DULUTH, Minn. — The Duluth-Superior aviation cluster has reached a comfortable cruising altitude, but it isn’t done climbing yet.
Local jobs in the industry have grown 39 percent in the past decade as anchors like Cirrus Aircraft and AAR Corp. continue to soar.
“We are the envy of the aerospace industry because of the quality of the work that gets done in our shop and the shops that supply us in this region,” Bill King, director of business development at Cirrus, said at an event Wednesday. “We have got a workforce that is second to none.”
A new report by the state Department of Employment and Economic Development says aviation puts $646 million in the regional economy and directly supports 3,451 jobs here. The last study on the sector, released in 2007, showed about 2,300 people working at aerospace firms.
Including indirect and induced jobs, aviation helps write more than 5,600 local paychecks today.

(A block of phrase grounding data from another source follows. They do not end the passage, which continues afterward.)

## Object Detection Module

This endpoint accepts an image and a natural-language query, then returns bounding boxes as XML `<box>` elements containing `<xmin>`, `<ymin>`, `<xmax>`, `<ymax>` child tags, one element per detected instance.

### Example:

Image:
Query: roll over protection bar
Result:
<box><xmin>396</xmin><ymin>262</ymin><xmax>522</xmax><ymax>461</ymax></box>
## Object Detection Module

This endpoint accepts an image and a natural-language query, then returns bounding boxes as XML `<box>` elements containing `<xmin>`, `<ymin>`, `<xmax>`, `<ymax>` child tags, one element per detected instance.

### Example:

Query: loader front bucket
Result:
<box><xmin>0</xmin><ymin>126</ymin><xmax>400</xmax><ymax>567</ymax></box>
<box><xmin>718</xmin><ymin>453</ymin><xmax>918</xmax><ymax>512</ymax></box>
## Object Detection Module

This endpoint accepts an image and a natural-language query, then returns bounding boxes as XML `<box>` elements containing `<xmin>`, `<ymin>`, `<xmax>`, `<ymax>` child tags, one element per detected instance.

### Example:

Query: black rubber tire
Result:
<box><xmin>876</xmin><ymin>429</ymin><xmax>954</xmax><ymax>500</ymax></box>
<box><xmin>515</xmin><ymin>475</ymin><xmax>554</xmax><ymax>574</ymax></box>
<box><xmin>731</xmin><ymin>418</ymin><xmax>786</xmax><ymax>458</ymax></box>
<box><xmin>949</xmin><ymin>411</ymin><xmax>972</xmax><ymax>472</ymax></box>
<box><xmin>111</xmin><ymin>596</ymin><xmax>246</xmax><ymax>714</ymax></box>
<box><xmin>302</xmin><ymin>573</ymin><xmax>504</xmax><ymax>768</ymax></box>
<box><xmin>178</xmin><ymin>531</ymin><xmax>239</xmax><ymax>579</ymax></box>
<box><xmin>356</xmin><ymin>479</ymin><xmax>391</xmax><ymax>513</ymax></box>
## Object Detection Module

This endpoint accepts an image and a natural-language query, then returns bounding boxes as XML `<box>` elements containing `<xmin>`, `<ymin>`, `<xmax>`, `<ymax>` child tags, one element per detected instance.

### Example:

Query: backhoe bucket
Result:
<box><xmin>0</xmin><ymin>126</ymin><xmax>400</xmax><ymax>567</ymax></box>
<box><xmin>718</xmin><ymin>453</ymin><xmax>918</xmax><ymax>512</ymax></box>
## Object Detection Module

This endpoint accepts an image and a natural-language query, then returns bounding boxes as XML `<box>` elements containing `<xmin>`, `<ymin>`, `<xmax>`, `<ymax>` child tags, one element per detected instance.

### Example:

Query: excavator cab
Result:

The report was touted at the Lake Superior College Center for Advanced Aviation on Wednesday as business leaders and city officials applauded the success of the many businesses that help people take flight.
“Economic developers like to use the term cluster, and aviation in our region is absolutely a textbook definition of a cluster,” said Brian Hanson, CEO of business development group APEX. “It’s not a one-trick pony in this community. It’s manufacturing; it’s maintenance; it’s services; it’s transportation; it’s cargo.”
Companies are recruiting far and wide to fill the need for talent — a day spent in Duluth isn’t complete lately without seeing a now-hiring ad from Cirrus, AAR and others.
“We can easily hire 50 mechanics today,” said AAR vice president Mark Ketterer, and Cirrus said hundreds of new employees are needed over the next few years.
Duluth has a low unemployment rate, leaving the labor pool limited, and those still looking for work might not have the skills needed to step right into an aviation career. Growing a local workforce, officials said, means building a culture around aviation and boosting early education.
“The Northern Aero Alliance has reached into high schools, into elementary schools, trying to introduce students to aviation at a very young age,” said Lake Superior College President Patrick Johns. “We’re working hard to get them into the pipeline … and to reach out to people who have been employed in related industries.”
The Duluth International Airport, home base to many aviation businesses, pushed for the DEED study to give an up-to-date look at how far the industry has come in just 10 years.
“This is a great start,” said King at Cirrus as one of the company’s new Vision jets rumbled outside the hangar he was speaking from. “We don’t see this as having hit some kind of pinnacle. We see this as a path … to even more significant production, even more products for the aerospace industry that we hope to build and supply our customers with.”